ÖZLEMİME
Özgür dağlarımızda çevremizi bir örtü gibi saran beyazlığın soğukluğuna rağmen yüzümüzü güneşin doğduğu İmralı’ya dönük yeniden yenilenme, özgürlük tohumlarının inancı, direnişi ve kararlılığı ile yeniden doğuş olan baharı karşılama coşkusunun yarattığı umut ve sevgi seliyle sizi selamlıyorum.
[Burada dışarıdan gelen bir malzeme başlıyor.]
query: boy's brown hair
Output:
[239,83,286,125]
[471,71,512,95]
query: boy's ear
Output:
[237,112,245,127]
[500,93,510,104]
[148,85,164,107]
Üzerinde yaşadığımız kutsal topraklar tarih boyunca önderliksel çıkışlara sahne olmuş, kendisine layık güzelliğin emsali haline gelmiştir. Nitekim bu tarih Zeus ve ardılları ile ters yüz edilmiş ve lanetli komplo tarihi yenden yazılmaya başlamıştır. Atalarının bırakmış olduğu mirasa sıkı sıkıya bağlı olan ardılları günümüz yüzyılına damgasını vurmuştur. Tarih kendisini yeniden tekerrür ederken sahne senaryo aynı fakat figüranlar ayrı ve kostüm değiştirmişler. Yüzyılın karanlığı insanlığın üzerine bir kader gibi gerçekliğinden uzaklaştırmış ve kendisiyle yabancılaşmanın sınırına getirmiş, yok etmiştir.
İnsanlık görmeyen, duymayan, kavramayan ve düşünmeyen bir konuma getirilmiştir. İnsanlık kendi özüne dönüş mücadelesini vermenin burukluğunu yaşasa da inkar edilmiştir. Ki bunun mücadelesi içerisinde karartılmış olan tarih yeniden özgürlüğe gebe yeniden doğuşunu sancılarını yaşadığı kutsal topraklarında kendi özüyle buluşan Ortadoğu’nun, Mezopotamya ve o güneşin ülkesinde ışınları ile toprağa can vermiştir. İnsanlığın, sevginin ve umudun timsali olan Başkan ABD öncülüğünde 21. Yy’in Demokratik uygarlık Manifestosu ile yeniden yeniden temizlenerek rengini yansıtmıştır. Özellikle Apocu militanlar olarak özgürlüğünüz özgürlüğümüz beyniniz beynimiz, yüreğiniz yüreğimiz ve yaşamınız yaşamımız olan bağlılığımızın tüm benliğimiz ve pratiğimize hükmederek inanç, sabır ve kararlılığımı belirtiyorum.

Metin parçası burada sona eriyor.